The SHG was available to natural persons aged 60 years and over who purchased or built a new home as their principal place of residence.
Only one SHG was payable in relation to a particular new home and at least one of the applicants must have:
satisfied the Commissioner that they are aged 60 years or over; and
occupied the home as their principal place of residence for a continuous period of at least six months, commencing within 12 months after the completion of the eligible transaction.
In addition an applicant was ineligible to receive a SHG if the applicant or their spouse/domestic partner had previously received and retained a SHG.
The market value of a property included the market value of the land, the home and any other improvements.
Craig bought a block of land in 2007 which is still vacant and is now valued at $200 000. Craig signs a comprehensive home building contract to build a new home on the land for consideration of $300 000. Craig will not be eligible for the SHG because the value of the home will be $500 000 which is above the value cap of $450 000.
Where the consideration for an eligible transaction was less than $8500 the amount of the SHG did not exceed the consideration for the eligible transaction.
Mike buys a new home from his brother that is valued at $375 000 for a consideration of $1. The amount of the SHG will be $1.
A property value cap applied. The property value cap was $450 000 based on the market value of the property purchased or built.
In the case of comprehensive home building contract the market value was:
the sum of the consideration for the building contract and the market value of the land on which the home was to be built as at the time the contract was made; or
where the consideration for the building contract is less than actual costs, the sum of the actual costs to build the home and the market value of the land on which the home was to be built as at the time the building contract was made.
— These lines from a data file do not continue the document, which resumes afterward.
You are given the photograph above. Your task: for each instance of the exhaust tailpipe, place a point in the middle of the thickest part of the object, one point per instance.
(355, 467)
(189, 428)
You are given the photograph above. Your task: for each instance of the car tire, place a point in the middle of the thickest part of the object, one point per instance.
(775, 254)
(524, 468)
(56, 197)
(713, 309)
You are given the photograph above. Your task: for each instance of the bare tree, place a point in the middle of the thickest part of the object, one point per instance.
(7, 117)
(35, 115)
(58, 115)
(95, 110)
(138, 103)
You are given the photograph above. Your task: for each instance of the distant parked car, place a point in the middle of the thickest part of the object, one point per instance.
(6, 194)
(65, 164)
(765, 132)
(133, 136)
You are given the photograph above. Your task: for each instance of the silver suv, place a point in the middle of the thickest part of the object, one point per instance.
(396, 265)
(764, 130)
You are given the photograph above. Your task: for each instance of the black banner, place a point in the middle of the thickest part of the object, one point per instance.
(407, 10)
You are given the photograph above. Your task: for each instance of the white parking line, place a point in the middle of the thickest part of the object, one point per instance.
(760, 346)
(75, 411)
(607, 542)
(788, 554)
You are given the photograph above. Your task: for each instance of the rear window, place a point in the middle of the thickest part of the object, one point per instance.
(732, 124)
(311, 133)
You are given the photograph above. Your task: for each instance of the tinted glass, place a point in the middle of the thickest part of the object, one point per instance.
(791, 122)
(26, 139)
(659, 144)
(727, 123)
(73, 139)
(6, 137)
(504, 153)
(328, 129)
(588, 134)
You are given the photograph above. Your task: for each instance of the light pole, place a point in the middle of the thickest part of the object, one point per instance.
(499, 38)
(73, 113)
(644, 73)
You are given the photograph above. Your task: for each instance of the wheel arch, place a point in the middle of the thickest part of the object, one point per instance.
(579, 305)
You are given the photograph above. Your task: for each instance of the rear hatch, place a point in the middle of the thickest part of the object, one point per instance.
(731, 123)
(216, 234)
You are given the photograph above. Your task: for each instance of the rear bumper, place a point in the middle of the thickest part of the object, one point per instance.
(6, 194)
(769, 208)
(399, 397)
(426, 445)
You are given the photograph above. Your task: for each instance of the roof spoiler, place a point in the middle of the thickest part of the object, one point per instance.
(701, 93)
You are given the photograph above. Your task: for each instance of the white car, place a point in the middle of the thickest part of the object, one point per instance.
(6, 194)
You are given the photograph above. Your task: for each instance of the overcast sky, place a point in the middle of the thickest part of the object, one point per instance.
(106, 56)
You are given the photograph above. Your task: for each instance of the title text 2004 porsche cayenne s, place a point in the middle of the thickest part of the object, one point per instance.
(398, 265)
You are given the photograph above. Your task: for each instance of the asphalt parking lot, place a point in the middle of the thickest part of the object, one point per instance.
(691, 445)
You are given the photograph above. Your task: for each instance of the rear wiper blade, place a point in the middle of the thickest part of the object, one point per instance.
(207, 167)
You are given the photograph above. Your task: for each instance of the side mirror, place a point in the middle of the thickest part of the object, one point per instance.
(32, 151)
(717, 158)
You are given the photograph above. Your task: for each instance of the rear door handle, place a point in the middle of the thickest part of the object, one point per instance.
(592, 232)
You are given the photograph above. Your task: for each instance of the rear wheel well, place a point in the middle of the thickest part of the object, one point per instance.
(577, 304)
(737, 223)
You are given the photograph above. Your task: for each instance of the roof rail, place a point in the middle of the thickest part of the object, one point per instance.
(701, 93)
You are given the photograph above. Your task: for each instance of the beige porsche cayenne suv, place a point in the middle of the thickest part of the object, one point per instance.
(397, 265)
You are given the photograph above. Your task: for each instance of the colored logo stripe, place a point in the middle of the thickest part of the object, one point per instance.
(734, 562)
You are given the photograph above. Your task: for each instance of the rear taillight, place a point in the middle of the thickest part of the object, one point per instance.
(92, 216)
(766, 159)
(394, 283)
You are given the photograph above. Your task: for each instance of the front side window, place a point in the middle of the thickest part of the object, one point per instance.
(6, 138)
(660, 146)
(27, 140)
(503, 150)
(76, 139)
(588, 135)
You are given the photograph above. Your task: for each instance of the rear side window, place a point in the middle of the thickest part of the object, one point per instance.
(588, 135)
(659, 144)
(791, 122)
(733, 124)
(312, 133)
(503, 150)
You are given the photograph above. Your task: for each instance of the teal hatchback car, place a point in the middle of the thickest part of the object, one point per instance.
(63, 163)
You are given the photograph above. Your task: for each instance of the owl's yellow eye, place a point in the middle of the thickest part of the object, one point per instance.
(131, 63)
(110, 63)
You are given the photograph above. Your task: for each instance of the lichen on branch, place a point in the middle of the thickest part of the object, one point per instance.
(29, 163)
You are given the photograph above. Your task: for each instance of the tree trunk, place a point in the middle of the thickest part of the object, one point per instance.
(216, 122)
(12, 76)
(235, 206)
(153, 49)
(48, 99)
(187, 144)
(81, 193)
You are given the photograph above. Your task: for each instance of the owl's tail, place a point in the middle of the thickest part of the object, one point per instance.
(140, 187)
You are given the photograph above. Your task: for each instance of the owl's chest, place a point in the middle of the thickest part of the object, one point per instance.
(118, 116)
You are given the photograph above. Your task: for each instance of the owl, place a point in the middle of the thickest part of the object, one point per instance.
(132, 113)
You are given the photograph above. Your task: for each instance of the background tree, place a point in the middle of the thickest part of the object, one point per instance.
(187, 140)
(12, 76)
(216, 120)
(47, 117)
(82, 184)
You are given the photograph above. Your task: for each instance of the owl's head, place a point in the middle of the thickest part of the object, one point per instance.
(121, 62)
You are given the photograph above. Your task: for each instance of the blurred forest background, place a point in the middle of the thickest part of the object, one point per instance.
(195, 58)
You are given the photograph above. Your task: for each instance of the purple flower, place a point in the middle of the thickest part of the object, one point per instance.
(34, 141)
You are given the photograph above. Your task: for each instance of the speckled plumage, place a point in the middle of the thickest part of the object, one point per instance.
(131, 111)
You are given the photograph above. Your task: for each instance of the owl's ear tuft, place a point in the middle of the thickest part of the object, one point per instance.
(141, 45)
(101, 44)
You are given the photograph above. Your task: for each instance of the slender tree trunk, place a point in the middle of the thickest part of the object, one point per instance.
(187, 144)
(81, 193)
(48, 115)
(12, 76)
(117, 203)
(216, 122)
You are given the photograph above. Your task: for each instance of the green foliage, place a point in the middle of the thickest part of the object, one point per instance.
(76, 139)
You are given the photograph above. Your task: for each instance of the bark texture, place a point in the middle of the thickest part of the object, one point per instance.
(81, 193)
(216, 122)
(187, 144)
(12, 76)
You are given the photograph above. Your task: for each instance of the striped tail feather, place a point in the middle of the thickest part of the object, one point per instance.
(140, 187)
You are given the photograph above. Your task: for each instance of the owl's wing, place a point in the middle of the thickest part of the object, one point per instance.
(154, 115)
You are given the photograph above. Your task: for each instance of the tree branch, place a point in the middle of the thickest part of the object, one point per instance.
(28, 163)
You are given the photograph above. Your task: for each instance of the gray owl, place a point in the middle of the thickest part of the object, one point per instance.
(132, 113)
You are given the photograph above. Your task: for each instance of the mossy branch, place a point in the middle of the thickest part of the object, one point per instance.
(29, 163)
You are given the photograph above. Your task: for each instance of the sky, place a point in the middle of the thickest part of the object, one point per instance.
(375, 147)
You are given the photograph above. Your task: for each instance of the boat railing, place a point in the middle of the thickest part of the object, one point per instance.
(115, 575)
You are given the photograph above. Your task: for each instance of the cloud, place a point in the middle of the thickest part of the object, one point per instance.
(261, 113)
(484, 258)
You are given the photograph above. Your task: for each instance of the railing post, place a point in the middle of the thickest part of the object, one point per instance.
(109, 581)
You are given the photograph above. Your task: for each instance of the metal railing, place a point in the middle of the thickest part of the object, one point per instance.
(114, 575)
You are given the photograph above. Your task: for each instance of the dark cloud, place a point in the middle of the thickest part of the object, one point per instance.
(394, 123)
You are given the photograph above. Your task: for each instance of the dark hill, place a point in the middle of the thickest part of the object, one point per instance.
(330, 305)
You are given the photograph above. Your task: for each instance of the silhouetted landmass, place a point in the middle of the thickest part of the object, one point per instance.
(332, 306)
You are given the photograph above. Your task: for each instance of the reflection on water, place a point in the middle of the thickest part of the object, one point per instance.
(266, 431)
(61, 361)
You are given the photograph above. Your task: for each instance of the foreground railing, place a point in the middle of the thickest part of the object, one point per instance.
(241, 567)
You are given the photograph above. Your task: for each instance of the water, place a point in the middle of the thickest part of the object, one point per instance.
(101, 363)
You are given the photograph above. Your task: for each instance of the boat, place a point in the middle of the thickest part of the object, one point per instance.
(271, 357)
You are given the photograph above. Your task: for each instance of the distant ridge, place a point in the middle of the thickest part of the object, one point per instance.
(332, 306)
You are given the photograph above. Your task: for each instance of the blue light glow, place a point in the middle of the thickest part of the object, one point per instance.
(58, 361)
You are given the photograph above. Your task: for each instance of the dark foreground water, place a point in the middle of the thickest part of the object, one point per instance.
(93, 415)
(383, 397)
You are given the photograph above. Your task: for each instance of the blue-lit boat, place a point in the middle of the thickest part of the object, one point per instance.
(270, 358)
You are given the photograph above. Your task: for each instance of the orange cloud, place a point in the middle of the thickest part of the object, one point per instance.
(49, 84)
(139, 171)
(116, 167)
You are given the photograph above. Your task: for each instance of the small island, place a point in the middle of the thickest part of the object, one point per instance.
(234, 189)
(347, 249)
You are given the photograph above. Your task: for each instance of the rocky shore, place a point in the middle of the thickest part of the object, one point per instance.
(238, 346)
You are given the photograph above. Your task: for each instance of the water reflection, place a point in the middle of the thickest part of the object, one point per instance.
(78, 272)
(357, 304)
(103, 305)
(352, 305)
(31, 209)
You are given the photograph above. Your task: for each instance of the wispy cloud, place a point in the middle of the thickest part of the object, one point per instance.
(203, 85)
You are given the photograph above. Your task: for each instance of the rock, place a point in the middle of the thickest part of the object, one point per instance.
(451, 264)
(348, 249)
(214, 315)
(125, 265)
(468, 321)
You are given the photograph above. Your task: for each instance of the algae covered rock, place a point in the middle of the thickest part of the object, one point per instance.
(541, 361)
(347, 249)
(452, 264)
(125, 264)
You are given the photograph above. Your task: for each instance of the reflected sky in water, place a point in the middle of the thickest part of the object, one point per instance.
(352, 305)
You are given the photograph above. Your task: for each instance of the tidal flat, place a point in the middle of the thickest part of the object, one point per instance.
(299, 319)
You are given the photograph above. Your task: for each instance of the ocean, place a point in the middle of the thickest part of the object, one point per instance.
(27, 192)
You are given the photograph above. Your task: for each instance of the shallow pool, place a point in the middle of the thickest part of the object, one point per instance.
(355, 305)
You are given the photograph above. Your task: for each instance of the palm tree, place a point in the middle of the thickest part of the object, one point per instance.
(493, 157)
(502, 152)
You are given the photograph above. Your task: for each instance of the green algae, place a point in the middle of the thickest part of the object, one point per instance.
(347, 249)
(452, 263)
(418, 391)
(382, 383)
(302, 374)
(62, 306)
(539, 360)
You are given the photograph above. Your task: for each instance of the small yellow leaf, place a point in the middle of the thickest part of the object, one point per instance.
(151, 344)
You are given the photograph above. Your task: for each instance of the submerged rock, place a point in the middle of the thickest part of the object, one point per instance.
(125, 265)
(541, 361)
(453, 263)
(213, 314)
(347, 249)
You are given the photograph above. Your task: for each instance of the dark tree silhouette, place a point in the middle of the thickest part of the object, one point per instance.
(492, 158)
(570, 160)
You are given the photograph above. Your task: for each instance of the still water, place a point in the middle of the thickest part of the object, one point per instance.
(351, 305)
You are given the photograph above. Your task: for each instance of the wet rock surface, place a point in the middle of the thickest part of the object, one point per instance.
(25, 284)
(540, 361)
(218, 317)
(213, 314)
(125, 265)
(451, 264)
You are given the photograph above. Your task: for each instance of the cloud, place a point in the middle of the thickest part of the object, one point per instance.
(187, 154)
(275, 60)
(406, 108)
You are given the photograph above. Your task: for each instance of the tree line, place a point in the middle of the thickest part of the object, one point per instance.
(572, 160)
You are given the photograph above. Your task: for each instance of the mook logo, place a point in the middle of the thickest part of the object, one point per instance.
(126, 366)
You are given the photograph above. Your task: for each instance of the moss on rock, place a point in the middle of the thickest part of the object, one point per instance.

NOTE: where a comprehensive home building contract included specific values for items that are not necessary for occupation of a place of residence, RevenueSA may have deducted these components from the consideration payable for the building work when determining the market value of the property. Some items that are considered not necessary for occupation as a place of residence include driveways and paving, landscaping, air conditioners and built in robes. See Information Circular 64 for more details.
In the case of an owner builder the market value was:
A SHG of $8500 was available for new homes where the market value did not exceed $400 000, and phased out for new homes with a market value between $400 000 and $450 000 at a rate of $17 for every $100 in excess of $400 000.
The table below outlines the maximum grant that was available in increments of $5000 increases over $400 000.
|Up to $400 000||$8500|
|$450 000 and above||Nil|
It should be noted that if the consideration for the purchase a new home was less than $8500 (e.g. where a new home was inherited), the amount of the SHG paid did not exceed the consideration.
Only one SHG was payable in relation to a particular new home. That is, where the SHG has been approved and paid in relation to a property, no further SHG can be paid in relation to that property, unless that previously paid SHG has been repaid.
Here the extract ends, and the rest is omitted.